The Canadian mission in southern Afghanistan is a very different mission from the one Canadians were performing in Kabul when they were essentially acting as an extension of Karzai’s military and police forces. They were there to maintain calm in the capital. But in southern Afghanistan the fighting never really ended. The Americans and their allies in the central and southern regions of Afghanistan have been battling the Taliban since late 2001. As of the writing of this column, 344 have been killed including 277 Americans.

When Canada first entered the post-9/11 war against Islamism, we sent a battle group to fight in southern Afghanistan–the very region we are in now–under American command. That mission was taken up under great pressure both from Canadians and from Canada’s allies to do something. Canada had committed substantial naval forces to the then new war on terrorism, as Washington dubbed it very shortly after Sept. 11, and some air assets as well, but “boots on the ground” is the only real measure of a nation’s commitment to war and everyone, except possibly for certain leaders in the government, knew it.

In fact the government would have much preferred to have joined the then newly forming International Security Assistance Force (ISAF) which was at the time under UN auspices, and which was–at least in theory–a peacekeeping mission in the Kabul area proper. When that proved impossible, Jean Chrétien’s government had little choice but to throw in with the Americans.

The Canadians left southern Afghanistan as soon as was feasible, after two six months rotations. Then in the spring of 2003, just when the government decided, at the last minute, that it would not join the attack on Iraq, ISAF needed troops. It was switching from UN to North Atlantic Treaty Organization command and was being beefed up. Chrétien grabbed at the chance. It gave him an excuse for pulling out of the Iraq operation while appearing to make a solid commitment to another battle that needed fighting, the battle in Afghanistan.

The ISAF mission in Kabul was sold to Canadians as another form of peacekeeping, though the soldiers who went there knew full well that it was not. Nonetheless, the pretense of peacekeeping was possible because the intent of the mission was essentially defensive. We were there to win hearts and minds and to keep the Taliban from killing Karzai.

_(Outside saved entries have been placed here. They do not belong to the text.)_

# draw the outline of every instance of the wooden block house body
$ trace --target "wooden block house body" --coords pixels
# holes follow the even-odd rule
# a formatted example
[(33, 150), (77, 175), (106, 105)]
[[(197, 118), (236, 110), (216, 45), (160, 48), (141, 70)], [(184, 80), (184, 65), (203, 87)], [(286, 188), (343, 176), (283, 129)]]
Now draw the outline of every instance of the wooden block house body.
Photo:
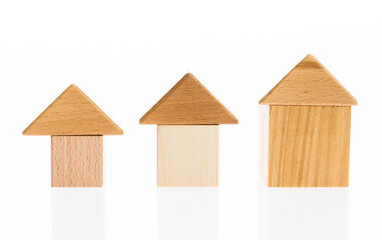
[(102, 136), (123, 131), (70, 85), (23, 134), (51, 135), (52, 187), (102, 187)]
[(158, 186), (218, 185), (219, 124), (238, 120), (190, 73), (141, 119), (157, 124)]
[(357, 100), (317, 59), (307, 55), (260, 104), (268, 186), (348, 186), (351, 106)]

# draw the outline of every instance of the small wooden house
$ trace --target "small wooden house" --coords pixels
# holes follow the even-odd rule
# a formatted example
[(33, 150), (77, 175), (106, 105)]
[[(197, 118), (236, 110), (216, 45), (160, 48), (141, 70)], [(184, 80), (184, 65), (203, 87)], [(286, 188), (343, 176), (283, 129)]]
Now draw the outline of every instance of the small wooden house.
[(349, 185), (357, 100), (312, 55), (263, 99), (262, 168), (270, 187)]
[(186, 74), (140, 123), (158, 125), (158, 186), (218, 185), (219, 124), (238, 120), (192, 74)]
[(102, 136), (123, 131), (73, 84), (23, 134), (52, 136), (52, 187), (102, 187)]

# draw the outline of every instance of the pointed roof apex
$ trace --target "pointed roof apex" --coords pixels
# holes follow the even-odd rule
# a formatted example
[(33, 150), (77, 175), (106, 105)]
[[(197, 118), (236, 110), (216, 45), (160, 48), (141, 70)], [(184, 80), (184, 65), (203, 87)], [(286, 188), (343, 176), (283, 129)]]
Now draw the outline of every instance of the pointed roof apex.
[(357, 105), (357, 100), (311, 54), (297, 64), (265, 97), (265, 105)]
[[(304, 57), (304, 59), (311, 59), (311, 60), (314, 60), (314, 61), (317, 61), (318, 62), (318, 60), (317, 60), (317, 58), (315, 58), (312, 54), (310, 54), (310, 53), (308, 53), (308, 54), (306, 54), (306, 56)], [(303, 60), (304, 60), (303, 59)]]
[(237, 124), (238, 120), (187, 73), (140, 120), (141, 124)]
[(123, 131), (81, 89), (72, 84), (23, 134), (121, 135)]

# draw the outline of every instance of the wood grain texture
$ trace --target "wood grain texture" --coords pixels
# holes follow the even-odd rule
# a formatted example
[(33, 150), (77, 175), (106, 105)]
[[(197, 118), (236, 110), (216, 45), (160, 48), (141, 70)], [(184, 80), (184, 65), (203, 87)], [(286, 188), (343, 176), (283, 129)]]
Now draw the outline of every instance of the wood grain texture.
[(219, 125), (158, 125), (158, 186), (218, 185)]
[(350, 106), (269, 106), (268, 186), (347, 187), (350, 117)]
[(237, 124), (238, 120), (187, 73), (141, 119), (141, 124)]
[(76, 85), (70, 85), (24, 135), (120, 135), (120, 129)]
[(102, 187), (102, 136), (52, 136), (52, 187)]
[(312, 55), (307, 55), (263, 99), (267, 105), (357, 105), (357, 100)]

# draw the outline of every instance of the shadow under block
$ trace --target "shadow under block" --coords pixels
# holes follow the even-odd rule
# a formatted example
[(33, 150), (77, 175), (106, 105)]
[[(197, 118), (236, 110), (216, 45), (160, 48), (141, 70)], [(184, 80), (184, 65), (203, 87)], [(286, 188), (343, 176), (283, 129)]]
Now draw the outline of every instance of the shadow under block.
[(349, 185), (350, 106), (271, 105), (267, 109), (268, 186)]
[(219, 125), (158, 125), (161, 187), (218, 186)]
[(102, 136), (52, 136), (52, 187), (102, 187)]

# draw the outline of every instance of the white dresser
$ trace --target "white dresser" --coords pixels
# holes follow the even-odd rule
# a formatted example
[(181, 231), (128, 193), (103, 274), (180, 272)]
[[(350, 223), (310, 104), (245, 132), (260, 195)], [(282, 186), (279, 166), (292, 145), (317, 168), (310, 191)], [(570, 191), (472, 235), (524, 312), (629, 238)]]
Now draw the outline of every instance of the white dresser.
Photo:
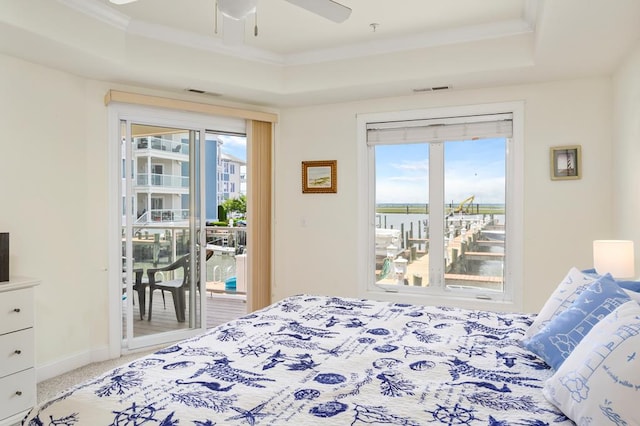
[(19, 423), (36, 403), (34, 289), (39, 281), (0, 282), (0, 426)]

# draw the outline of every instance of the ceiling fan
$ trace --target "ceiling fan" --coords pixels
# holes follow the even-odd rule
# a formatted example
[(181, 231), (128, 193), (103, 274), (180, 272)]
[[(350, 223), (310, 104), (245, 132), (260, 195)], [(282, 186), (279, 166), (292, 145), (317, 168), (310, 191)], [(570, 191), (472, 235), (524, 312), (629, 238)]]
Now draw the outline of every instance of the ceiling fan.
[[(137, 0), (109, 0), (113, 4), (133, 3)], [(351, 15), (351, 9), (333, 0), (285, 0), (311, 13), (333, 22), (344, 22)], [(255, 13), (258, 0), (217, 0), (218, 10), (227, 18), (240, 21)]]

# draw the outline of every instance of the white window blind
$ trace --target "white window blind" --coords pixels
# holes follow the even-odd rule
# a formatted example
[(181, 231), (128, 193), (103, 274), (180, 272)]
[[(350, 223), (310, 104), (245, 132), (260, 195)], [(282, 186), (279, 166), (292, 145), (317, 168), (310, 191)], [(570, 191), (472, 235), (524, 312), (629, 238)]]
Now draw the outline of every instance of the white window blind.
[(367, 123), (367, 145), (513, 136), (513, 114)]

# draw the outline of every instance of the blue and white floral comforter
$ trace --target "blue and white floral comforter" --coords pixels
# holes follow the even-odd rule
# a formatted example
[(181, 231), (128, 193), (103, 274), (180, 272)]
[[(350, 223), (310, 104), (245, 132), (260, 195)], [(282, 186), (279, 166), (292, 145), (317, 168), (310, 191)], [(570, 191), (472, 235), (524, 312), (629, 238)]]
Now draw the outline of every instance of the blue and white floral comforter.
[(295, 296), (116, 368), (28, 425), (572, 425), (532, 318)]

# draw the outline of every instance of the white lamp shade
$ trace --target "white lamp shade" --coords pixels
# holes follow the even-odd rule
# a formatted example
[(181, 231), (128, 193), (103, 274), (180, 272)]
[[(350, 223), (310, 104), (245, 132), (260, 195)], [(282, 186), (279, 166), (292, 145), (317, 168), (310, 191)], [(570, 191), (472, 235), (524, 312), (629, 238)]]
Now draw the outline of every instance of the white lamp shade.
[(595, 240), (593, 242), (593, 266), (599, 275), (610, 273), (614, 278), (631, 278), (635, 275), (633, 241)]

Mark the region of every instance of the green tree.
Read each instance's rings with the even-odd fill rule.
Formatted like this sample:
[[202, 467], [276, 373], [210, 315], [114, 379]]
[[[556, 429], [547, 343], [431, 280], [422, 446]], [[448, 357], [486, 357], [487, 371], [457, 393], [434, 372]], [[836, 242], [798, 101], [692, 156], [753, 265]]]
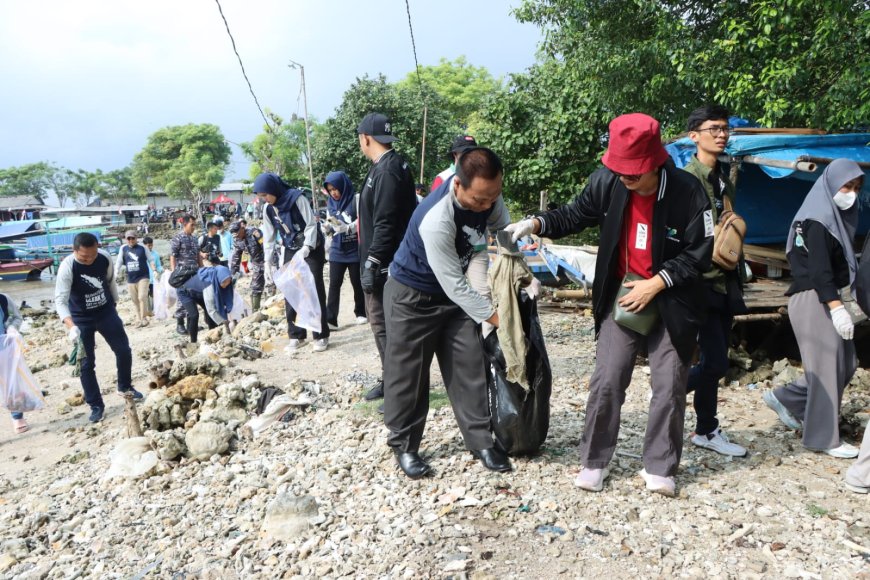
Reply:
[[473, 126], [483, 103], [501, 90], [501, 80], [485, 67], [468, 63], [464, 56], [450, 61], [442, 58], [434, 66], [421, 66], [420, 77], [412, 71], [396, 83], [397, 88], [419, 91], [419, 83], [434, 90], [453, 120], [461, 127]]
[[56, 169], [45, 161], [0, 169], [0, 196], [31, 195], [45, 203], [45, 197], [52, 190], [51, 178]]
[[[427, 87], [425, 91], [429, 110], [423, 180], [428, 182], [449, 164], [446, 152], [461, 128], [443, 106], [441, 97], [431, 88]], [[348, 174], [357, 189], [360, 188], [371, 162], [360, 152], [356, 128], [371, 112], [390, 117], [393, 134], [398, 139], [394, 147], [411, 165], [414, 179], [419, 179], [423, 144], [420, 90], [416, 85], [411, 88], [390, 84], [383, 75], [358, 78], [344, 93], [335, 115], [323, 123], [313, 143], [315, 179], [330, 171], [341, 170]]]
[[200, 204], [223, 180], [229, 162], [230, 147], [216, 125], [164, 127], [133, 158], [133, 185], [143, 196], [161, 189], [191, 203], [199, 215]]
[[[292, 184], [308, 186], [308, 149], [305, 142], [305, 120], [293, 115], [286, 122], [266, 109], [271, 125], [264, 125], [263, 132], [249, 143], [241, 143], [245, 156], [252, 162], [250, 177], [254, 179], [263, 172], [276, 173]], [[309, 137], [316, 140], [318, 124], [308, 118]]]
[[[862, 8], [863, 7], [863, 8]], [[524, 0], [538, 62], [481, 112], [523, 211], [566, 201], [606, 147], [613, 117], [642, 111], [666, 136], [718, 101], [771, 126], [870, 124], [870, 16], [845, 0]]]
[[104, 174], [101, 169], [88, 171], [79, 169], [74, 172], [75, 175], [75, 197], [76, 203], [81, 206], [87, 206], [91, 202], [101, 199], [105, 195], [105, 186], [103, 184]]

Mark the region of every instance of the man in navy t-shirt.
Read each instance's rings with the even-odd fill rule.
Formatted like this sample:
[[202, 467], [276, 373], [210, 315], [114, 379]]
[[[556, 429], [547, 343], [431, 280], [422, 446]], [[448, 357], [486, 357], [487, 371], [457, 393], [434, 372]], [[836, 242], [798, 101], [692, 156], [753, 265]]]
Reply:
[[121, 268], [127, 269], [127, 290], [130, 292], [130, 299], [133, 301], [136, 314], [139, 316], [137, 326], [147, 326], [148, 284], [150, 282], [148, 264], [151, 262], [151, 252], [138, 243], [135, 231], [127, 230], [124, 237], [127, 240], [127, 245], [118, 252], [118, 257], [115, 260], [115, 271], [119, 272]]
[[134, 399], [142, 398], [142, 393], [133, 388], [133, 353], [124, 332], [124, 323], [115, 309], [117, 302], [115, 269], [109, 254], [98, 248], [93, 234], [83, 232], [76, 235], [72, 255], [64, 258], [57, 271], [54, 303], [58, 316], [69, 329], [70, 341], [78, 343], [81, 340], [79, 348], [84, 349], [84, 355], [79, 351], [78, 356], [84, 356], [81, 381], [85, 402], [91, 407], [91, 423], [102, 421], [106, 408], [95, 372], [94, 338], [97, 332], [103, 335], [115, 353], [118, 391], [130, 393]]

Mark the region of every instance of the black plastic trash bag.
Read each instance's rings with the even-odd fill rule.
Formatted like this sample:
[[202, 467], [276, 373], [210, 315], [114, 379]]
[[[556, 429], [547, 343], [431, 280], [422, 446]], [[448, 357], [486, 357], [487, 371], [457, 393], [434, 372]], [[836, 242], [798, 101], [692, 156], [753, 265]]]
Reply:
[[864, 314], [870, 316], [870, 235], [864, 240], [864, 250], [858, 263], [858, 275], [855, 277], [855, 300]]
[[544, 346], [544, 335], [534, 300], [520, 293], [520, 314], [523, 332], [529, 340], [526, 355], [527, 391], [505, 378], [505, 360], [495, 332], [483, 342], [489, 363], [487, 388], [492, 430], [499, 444], [511, 455], [536, 453], [550, 429], [550, 393], [553, 374]]

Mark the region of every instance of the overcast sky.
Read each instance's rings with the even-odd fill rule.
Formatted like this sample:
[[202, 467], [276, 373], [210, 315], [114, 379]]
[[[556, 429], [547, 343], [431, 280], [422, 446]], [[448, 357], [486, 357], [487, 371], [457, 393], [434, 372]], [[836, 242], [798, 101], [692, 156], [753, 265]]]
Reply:
[[[519, 0], [410, 0], [421, 65], [465, 55], [495, 76], [535, 60]], [[263, 107], [331, 116], [354, 79], [414, 68], [404, 0], [221, 0]], [[230, 142], [263, 126], [215, 0], [0, 0], [0, 168], [109, 171], [167, 125], [214, 123]], [[237, 148], [227, 181], [247, 177]]]

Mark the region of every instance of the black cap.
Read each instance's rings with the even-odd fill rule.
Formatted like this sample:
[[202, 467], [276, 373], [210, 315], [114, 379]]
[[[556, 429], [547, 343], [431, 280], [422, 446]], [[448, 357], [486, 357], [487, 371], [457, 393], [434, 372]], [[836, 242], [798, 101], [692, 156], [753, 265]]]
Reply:
[[237, 234], [239, 230], [242, 228], [242, 222], [233, 222], [230, 224], [230, 233]]
[[360, 135], [368, 135], [378, 143], [392, 143], [396, 140], [393, 137], [393, 127], [390, 123], [390, 118], [381, 113], [369, 113], [356, 128], [356, 132]]
[[453, 145], [450, 147], [450, 153], [462, 153], [466, 149], [477, 147], [477, 141], [471, 135], [460, 135], [453, 140]]

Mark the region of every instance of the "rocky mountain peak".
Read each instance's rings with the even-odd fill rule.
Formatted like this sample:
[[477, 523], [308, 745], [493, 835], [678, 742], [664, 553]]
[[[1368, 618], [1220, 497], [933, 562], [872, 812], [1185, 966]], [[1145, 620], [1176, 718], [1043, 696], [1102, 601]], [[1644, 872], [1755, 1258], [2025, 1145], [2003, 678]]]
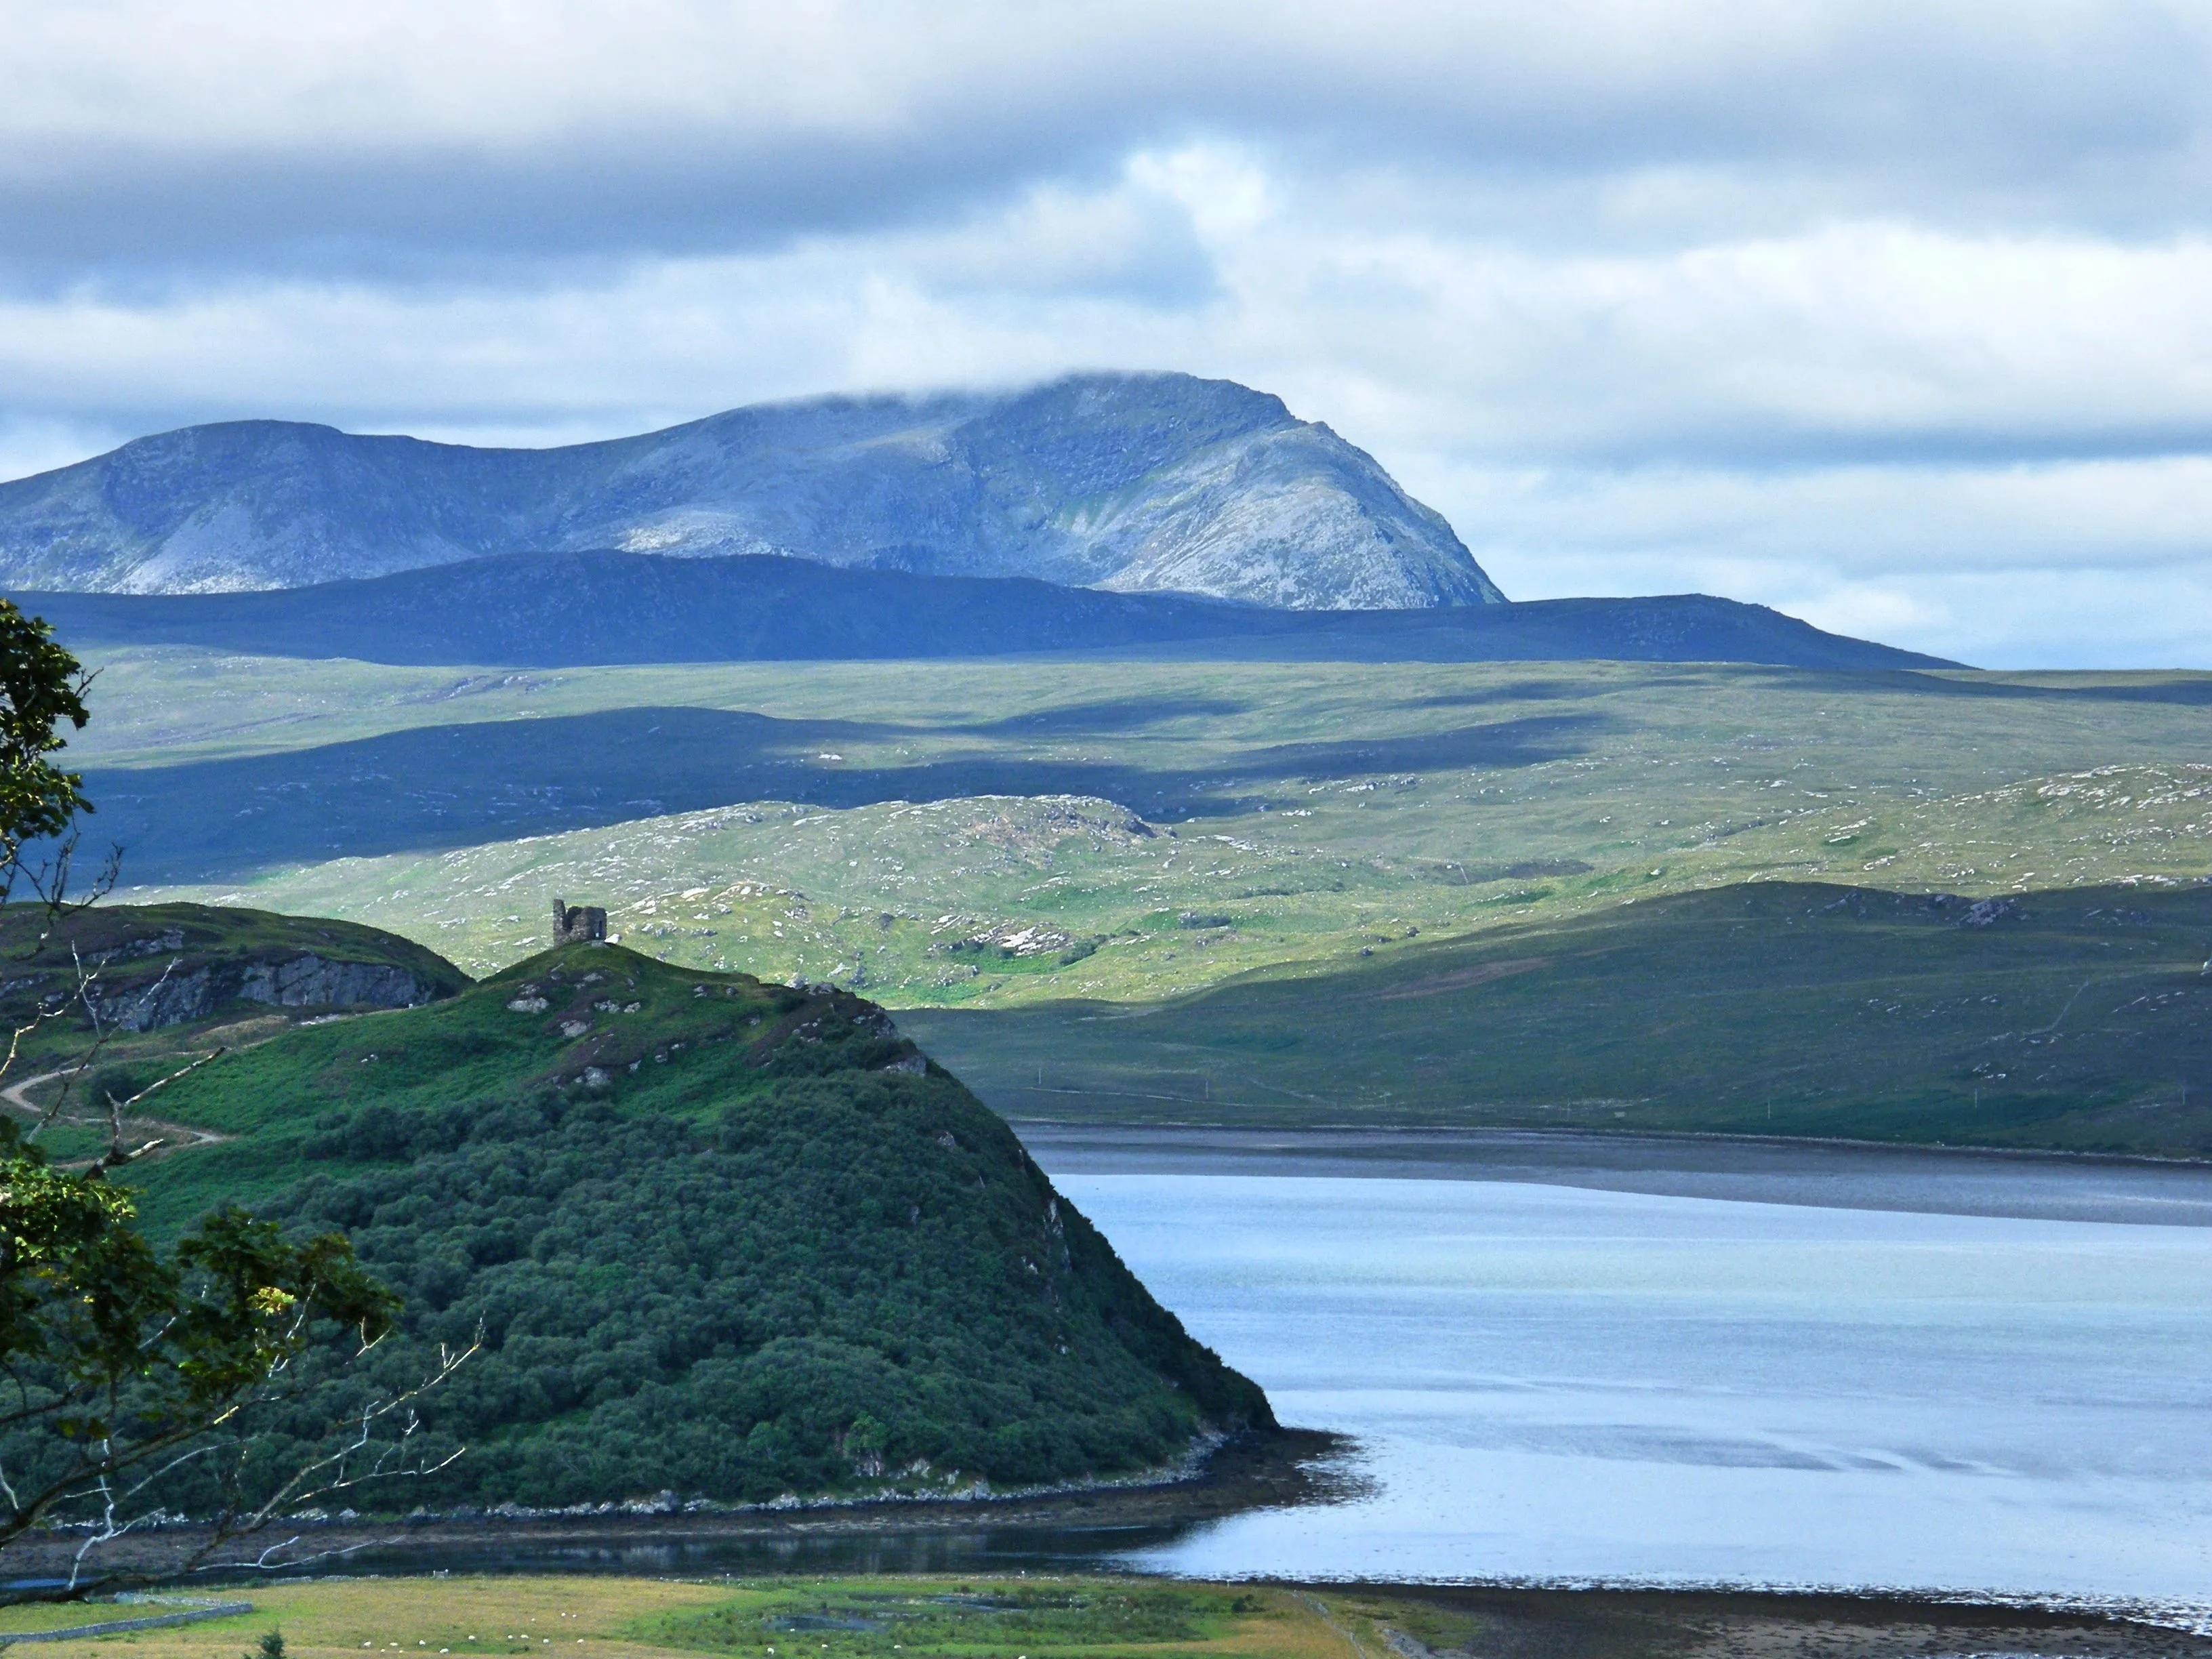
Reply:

When the present mission was announced last May, most Canadians thought that the only change taking place was a change of mission venue. Both Minister of National Defence Bill Graham and Chief of the Defence Staff Rick Hillier took pains to try to explain to Canadians that this operation was going to be different, but no one really listened. After all, wasn’t this just a mission to protect a Canadian Provincial Reconstruction Team that was going to do what Canadians always do–build schools and provide fresh drinking water? The government followed the long established precedent of not bringing the new mission to Parliament for debate and a vote while the press followed its long established precedent of not paying attention to any story that didn’t have the word medicare in it.

Then Berry was killed and an almost daily count of Canadian casualties began.

Canadians are now in the process of waking up to what soldiers do. Soldiers fight wars and prepare to fight wars–big wars, small wars, asymmetric wars, wars against terror, wars against tyranny. Soldier is not a synonym for peacekeeper. For all the long history of this country Canadians have gone into harm’s way for reasons of both national pride and national interests. They are doing it once again and the sooner the veil of national naïveté drops from Canadians’ collective consciousness, the better. Once they know what the stakes are, and where Canadian pride and interests lie, Canadians will be far less inclined to cut and run.